Unfortunately, once plastic wrap is created, we are stuck it forever. Sea life thinks it is food, other animals choke on it and it probably isn’t good for us to wrap our food in either, let’s be honest.
BUT there is an alternative! Beeswax wraps!
These are a beeswax infused cloth, that self-adheres, is reusable and can come in any pattern or size you like. In fact, the beeswax-infused cloth is better for storing food in because it also breathes so your food won’t sweat. No more slimy soggy cheese edges or squishy avocado.
I have made several versions of the beeswax wraps before I found a combo that worked well. Initially, I used straight beeswax on calico cotton.
The wax wasn’t pliable enough on its own and didn’t stick to itself either, it just cracked and the calico cotton was just too thick.
You need a cotton that is thin and flexible, like bed sheets. Light 100% cotton quilting fabric works well and comes in the most fantastic patterns. T
hese beeswax wraps include damar resin (you can substitute it for pine resin if you prefer) which add to the durability of the wax, and adds the sticky factor to it.
The beeswax wraps also include jojoba oil which is a natural anti-microbial oil and it also adds to the flexibility of the wrap. You can substitute it for any food-safe oil if you prefer, but it won’t have the same anti-microbial effect.
100g Beeswax (3.5oz)
20g Damar resin (.7oz) or Pine rosin
3 teaspoons (15ml/.5 fluid ounce) Jojoba oil
6 squares of light, woven cotton, pre washed and dried 30x30cm (12x12in).
An old pot, old clean paintbrush (or new cheap one), tinfoil, mortar and pestle or some way of crushing the resin.
Chop up your beeswax into chunks and place in an old pot.
Crush the resin in a mortar and pestle and add to the wax.
Melt over a medium heat and stir intermittently until all melted together.
Add the jojoba oil and stir well.
Cut your fabric to size. I prefer to use pinking shears to help stop the fraying, but I don’t own any so today it was straight cuts.
Line your bench with tinfoil and lay your fabric on top of it.
Place the tinfoil and fabric onto a tray and pop in the oven for 5 minutes.
Take it out of the oven and check the wax is now evenly soaked through to the back. If it has not, return it to the oven for 3 more minutes, adding more wax if required.
Once the back is evenly coated carefully remove the beeswax wrap from the foil and hang it somewhere for about 3 minutes to set. I use tongs to pick it up with, though it cools very quickly, sometimes I use my fingers and just wave it in the air a bit to set it.
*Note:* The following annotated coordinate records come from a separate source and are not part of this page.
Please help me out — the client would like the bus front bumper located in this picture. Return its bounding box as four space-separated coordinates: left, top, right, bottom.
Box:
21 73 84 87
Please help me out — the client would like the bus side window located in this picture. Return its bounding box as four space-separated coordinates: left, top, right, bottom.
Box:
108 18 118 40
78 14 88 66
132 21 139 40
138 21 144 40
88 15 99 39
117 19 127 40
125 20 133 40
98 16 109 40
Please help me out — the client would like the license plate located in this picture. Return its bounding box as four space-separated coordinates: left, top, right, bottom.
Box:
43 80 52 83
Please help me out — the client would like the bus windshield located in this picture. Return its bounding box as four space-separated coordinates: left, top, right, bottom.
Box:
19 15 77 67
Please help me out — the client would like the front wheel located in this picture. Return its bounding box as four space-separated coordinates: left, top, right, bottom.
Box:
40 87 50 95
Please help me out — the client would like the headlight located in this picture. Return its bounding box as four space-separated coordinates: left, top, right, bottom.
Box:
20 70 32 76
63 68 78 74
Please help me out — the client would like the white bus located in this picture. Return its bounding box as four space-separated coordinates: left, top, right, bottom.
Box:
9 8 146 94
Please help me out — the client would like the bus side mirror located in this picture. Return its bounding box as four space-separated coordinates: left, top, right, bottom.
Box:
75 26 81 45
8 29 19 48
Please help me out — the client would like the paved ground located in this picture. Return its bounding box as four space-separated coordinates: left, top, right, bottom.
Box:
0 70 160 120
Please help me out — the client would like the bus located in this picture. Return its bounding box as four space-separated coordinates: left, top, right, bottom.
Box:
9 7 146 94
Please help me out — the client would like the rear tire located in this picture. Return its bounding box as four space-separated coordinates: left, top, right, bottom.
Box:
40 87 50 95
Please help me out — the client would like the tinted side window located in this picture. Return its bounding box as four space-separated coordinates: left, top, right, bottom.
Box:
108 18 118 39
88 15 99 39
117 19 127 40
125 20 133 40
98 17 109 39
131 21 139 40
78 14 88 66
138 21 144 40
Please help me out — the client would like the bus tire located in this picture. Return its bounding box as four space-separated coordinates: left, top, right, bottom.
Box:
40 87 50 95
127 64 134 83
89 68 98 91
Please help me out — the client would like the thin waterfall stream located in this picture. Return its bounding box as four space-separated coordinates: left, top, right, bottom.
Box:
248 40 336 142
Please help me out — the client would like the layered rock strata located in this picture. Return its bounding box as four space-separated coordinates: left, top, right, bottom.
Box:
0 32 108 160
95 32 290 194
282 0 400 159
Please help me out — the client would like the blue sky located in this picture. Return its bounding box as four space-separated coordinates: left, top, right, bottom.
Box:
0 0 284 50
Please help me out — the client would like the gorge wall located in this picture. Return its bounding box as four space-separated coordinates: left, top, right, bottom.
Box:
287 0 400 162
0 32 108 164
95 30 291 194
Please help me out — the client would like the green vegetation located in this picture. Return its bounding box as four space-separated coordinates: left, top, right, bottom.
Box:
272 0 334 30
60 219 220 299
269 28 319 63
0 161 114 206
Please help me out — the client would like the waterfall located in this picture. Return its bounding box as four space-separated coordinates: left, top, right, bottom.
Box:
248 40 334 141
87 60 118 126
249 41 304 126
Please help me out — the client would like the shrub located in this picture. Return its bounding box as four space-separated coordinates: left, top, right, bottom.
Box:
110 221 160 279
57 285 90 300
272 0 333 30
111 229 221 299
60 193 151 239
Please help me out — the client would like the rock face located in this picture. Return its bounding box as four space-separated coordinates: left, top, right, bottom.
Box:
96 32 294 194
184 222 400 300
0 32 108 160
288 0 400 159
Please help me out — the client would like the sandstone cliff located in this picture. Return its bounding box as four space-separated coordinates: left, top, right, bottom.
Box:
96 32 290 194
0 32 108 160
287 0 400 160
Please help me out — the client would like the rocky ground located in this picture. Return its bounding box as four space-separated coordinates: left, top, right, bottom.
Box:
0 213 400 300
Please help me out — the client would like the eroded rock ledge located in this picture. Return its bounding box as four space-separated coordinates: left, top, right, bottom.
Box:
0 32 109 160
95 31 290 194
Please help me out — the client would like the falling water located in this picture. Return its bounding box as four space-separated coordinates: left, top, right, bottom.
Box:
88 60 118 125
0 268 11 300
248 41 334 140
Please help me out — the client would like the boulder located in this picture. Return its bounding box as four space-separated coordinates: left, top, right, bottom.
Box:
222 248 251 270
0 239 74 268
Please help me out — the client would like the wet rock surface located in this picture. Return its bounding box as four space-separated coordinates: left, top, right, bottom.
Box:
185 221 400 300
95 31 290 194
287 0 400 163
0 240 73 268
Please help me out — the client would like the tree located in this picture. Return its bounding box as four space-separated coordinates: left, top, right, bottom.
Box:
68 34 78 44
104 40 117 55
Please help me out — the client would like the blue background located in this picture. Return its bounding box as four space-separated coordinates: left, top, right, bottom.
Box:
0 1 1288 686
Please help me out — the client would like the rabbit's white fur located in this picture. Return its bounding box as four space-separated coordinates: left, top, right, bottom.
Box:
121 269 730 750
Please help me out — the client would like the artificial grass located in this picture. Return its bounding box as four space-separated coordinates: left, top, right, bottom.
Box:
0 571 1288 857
CLEAN UP TIP – wipe your pot out with paper towels/rags before attempting to wash it.
Now it is ready to use.
Wash in cool water with a mild soap. Do not put in the washing machine. This coating should last 6-12 months of regular use. If you notice it is starting to loose it’s stick, place in a medium oven on a foil lined tray for 5-8 minutes to re-distribute the wax. It will eventually need a proper re-coat of the wax mixture.
ADVANCED LEVEL: Sew little pockets/envelopes and then coat them in the wax mixture to make little snack bags for nuts and raisins etc.